Accepting nebulosity resolves confusions about meaning

Clouds are not so bad, after all..

The core of this book is a method for resolving confusions about meaningness.

The method can be applied to many sorts of issues. Any topic that involves meaning and meaninglessness I call a “dimension of meaningness.” (These include, for instance, ethics, purpose, and value.)

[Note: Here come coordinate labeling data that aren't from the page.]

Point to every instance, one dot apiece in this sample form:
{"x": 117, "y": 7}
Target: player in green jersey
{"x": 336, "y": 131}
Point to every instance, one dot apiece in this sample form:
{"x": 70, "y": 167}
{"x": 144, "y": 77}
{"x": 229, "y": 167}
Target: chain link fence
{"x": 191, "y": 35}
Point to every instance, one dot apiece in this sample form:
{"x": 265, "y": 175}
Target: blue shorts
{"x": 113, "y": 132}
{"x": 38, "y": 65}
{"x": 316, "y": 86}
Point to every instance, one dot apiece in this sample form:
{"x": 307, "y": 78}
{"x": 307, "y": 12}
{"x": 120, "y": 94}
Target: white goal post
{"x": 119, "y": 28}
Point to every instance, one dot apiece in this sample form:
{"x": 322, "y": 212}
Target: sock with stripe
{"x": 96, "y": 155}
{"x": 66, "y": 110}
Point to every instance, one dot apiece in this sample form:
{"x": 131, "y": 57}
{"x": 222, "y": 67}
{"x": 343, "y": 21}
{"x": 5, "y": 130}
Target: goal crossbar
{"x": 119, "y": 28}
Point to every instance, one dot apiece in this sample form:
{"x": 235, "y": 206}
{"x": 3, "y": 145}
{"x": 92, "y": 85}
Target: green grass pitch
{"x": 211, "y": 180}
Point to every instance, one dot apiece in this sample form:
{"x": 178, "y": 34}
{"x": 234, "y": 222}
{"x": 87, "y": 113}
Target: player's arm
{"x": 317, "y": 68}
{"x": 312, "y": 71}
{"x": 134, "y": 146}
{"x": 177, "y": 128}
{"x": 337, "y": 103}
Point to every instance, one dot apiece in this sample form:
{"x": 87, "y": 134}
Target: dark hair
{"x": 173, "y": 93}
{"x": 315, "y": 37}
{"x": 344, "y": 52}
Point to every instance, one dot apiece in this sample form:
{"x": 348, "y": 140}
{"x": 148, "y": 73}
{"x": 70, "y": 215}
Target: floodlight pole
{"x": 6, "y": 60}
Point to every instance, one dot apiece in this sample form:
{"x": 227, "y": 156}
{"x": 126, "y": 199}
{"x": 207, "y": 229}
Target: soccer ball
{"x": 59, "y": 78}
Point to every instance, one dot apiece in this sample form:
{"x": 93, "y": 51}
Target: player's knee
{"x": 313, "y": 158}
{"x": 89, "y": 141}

For any dimension, the method asks:

  • How does nebulosity affect the subject? That is, what makes the issue ambiguous, uncertain, changeable, or impossible to categorize?
  • Why is this nebulosity unattractive? What negative emotions does it provoke?
  • How are fixation and denial used to avoid acknowledging nebulosity? These two strategies try to nail the issue in place, or deny that it exists at all. They produce pairs of “confused stances,” or wrong attitudes to the subject. Why are fixation and denial appealing in this area?
  • How do fixation and denial fail? (You cannot nail clouds down, but they are still real.) What are the consequences of this failure?
  • Consider the possibility that the nebulosity is unavoidable. This means abandoning fixation and denial. It produces the “complete stance” for this dimension of meaningness. What are the consequences of the complete stance?
  • Typically, the complete stance is actually better than the confused ones, but it seems less attractive. How can one overcome this emotional barrier, in order to adopt the complete stance?

This explanation may seem conceptual and abstract at this point. I hope soon to give you an experiential, concrete understanding of it, as well.

This book is meant to be practically useful. Most of it consists of detailed applications of the method to many different dimensions of meaningness.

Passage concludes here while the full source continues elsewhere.